Problems with Warp Divergence
Other techniques to improve GPU performance is by handling warp divergence. Dynamic warp formation [Fung et al. 2007] addresses the limited thread level parallelism that is present due to branch divergence. It dynamically forms new warps based on branch target condition. However, the performance of this approach is limited by the warp scheduling policy. Thread block compaction [Fung and Aamodt 2011] addresses the limitation of dynamic warp formation that occurs when the new warps that are formed may require more number of memory accesses. Their approach provides a solution by regrouping the new warps at the reconverging points. However in their solution, warps need to wait for other warps to reach the divergent path. Anantpur and Govindarajan [2014] proposed linearization technique to avoid duplicate execution of instructions that occurs due to branch divergence in GPUs. Brunie et al. [2012] ; Han and Abdelrahman [2011] provide hardware and software solutions to handle branch divergence in GPUs.
Miscellaneous
Warped pre-execution [Lee et al. 2016 ] accelerates a single warp by executing independent instructions when a warp is stalled due to long latency instruction. It improves the GPU performance by hiding the long latency cycles in a better way. Baskaran et al. [2008] proposed a compiler framework for optimizing memory access in affine loops. Huo et al. [2010] ; Gutierrez et al. [2008] show that several applications are improved by using scratchpad memory instead of using global memory.

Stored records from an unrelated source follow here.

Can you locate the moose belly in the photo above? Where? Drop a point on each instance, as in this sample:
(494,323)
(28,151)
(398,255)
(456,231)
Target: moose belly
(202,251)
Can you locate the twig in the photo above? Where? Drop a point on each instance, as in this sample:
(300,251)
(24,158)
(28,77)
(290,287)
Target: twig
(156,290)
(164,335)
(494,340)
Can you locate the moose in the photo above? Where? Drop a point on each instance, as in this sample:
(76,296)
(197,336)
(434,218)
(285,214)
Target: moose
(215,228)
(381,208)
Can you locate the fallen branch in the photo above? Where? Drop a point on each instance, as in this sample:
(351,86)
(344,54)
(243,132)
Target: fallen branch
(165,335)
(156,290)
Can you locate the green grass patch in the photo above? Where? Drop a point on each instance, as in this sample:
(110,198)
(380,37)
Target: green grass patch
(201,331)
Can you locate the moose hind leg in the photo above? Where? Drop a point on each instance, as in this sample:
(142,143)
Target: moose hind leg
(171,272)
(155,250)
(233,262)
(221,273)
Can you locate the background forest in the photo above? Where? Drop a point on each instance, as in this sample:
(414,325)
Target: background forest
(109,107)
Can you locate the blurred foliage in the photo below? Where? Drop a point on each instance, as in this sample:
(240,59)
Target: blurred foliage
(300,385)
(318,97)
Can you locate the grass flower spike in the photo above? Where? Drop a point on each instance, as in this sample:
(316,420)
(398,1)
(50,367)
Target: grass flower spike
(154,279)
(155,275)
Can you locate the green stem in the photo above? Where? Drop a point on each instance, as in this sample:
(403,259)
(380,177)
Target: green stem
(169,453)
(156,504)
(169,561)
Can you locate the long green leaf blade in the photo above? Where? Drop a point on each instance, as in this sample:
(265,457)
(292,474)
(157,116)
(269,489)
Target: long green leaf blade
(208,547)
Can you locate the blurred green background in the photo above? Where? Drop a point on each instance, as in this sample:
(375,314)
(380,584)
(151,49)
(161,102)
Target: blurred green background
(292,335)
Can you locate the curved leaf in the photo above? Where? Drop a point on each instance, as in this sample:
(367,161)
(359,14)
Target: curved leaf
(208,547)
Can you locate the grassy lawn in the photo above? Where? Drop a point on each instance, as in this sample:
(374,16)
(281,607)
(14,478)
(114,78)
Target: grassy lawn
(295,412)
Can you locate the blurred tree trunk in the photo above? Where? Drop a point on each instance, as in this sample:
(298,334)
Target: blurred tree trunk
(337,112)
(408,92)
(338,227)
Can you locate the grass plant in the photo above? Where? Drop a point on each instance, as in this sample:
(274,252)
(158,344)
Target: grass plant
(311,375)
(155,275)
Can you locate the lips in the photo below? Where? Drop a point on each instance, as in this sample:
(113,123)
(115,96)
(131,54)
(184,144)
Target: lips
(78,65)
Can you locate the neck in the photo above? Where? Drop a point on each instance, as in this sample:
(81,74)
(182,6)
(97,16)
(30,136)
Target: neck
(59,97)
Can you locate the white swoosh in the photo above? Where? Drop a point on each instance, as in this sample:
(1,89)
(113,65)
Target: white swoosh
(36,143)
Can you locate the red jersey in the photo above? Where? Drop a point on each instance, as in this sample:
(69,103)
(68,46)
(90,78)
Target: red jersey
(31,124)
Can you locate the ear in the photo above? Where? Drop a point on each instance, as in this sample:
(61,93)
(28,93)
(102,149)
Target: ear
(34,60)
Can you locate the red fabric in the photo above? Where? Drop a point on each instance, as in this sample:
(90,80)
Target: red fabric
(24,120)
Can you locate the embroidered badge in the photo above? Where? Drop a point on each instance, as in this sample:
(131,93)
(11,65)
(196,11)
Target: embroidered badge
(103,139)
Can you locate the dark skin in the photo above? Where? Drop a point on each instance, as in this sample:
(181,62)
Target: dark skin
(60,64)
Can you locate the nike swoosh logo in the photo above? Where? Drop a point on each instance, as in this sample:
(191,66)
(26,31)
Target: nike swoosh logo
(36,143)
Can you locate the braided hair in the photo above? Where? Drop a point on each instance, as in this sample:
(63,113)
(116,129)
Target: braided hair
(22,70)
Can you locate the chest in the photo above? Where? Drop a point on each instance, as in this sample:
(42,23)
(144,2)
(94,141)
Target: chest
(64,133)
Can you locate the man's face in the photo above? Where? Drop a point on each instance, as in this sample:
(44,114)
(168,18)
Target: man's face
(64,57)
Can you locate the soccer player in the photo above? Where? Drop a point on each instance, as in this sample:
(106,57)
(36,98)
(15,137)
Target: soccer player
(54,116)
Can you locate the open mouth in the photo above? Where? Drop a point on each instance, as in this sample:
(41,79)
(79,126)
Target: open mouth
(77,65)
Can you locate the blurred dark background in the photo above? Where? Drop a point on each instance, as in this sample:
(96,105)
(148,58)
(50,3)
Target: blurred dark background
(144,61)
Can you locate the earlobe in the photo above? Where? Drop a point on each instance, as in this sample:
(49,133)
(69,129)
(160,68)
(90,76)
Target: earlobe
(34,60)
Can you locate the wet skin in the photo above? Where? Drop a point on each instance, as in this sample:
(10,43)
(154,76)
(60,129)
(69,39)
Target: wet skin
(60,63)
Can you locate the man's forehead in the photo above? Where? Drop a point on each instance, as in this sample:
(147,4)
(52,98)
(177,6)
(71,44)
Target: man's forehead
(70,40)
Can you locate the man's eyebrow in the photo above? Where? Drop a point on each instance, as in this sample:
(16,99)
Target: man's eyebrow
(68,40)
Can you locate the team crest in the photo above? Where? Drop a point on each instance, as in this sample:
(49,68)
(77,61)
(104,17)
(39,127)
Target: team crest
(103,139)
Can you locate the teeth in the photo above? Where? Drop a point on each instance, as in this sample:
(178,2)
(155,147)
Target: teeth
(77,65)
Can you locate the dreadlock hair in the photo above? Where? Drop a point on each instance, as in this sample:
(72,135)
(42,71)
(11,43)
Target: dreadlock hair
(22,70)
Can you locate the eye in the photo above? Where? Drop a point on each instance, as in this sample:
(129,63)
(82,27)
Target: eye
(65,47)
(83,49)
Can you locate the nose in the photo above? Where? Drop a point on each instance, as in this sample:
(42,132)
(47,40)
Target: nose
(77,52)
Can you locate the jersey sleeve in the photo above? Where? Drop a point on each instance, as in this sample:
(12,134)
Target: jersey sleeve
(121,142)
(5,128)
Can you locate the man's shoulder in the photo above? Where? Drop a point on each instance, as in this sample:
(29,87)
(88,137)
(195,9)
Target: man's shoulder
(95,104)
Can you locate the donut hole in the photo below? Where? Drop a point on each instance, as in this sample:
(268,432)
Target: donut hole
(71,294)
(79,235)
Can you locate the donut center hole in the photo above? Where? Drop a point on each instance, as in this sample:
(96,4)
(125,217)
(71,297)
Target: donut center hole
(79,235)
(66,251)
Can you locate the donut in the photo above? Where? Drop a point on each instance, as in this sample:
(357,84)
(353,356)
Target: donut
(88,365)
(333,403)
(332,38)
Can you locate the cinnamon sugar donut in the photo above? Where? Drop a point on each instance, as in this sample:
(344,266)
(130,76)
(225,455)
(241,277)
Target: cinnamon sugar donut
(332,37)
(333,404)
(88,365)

CONCLUSIONS AND FUTURE WORK
In this paper, we propose architectural changes and compiler optimizations for sharing scratchpad effectively to address the underutilization of scratchpad memory in GPUs. Experiments with various benchmarks help us conclude that if the number of resident thread blocks launched by an application are limited by scratchpad availability (Table I) , scratchpad sharing (with the compiler optimizations) improves the performance. On the other hand, for other applications where the number of thread blocks is not limited by scratchpad availability (Table IV) , the hardware changes do not negatively impact the run-time.
In future, we would like to extend our work to integrate register sharing approach [Jatala et al. 2016] . Value range analysis techniques [Harrison 1977; Quintao Pereira et al. 2013] , typically employed for detecting buffer overflows, can be incorporated in our approach to refine the access ranges of shared scratchpad variables, thus help release shared scratchpad even earlier. We need to study the impact of hardware changes on power consumption, and find ways to minimize it.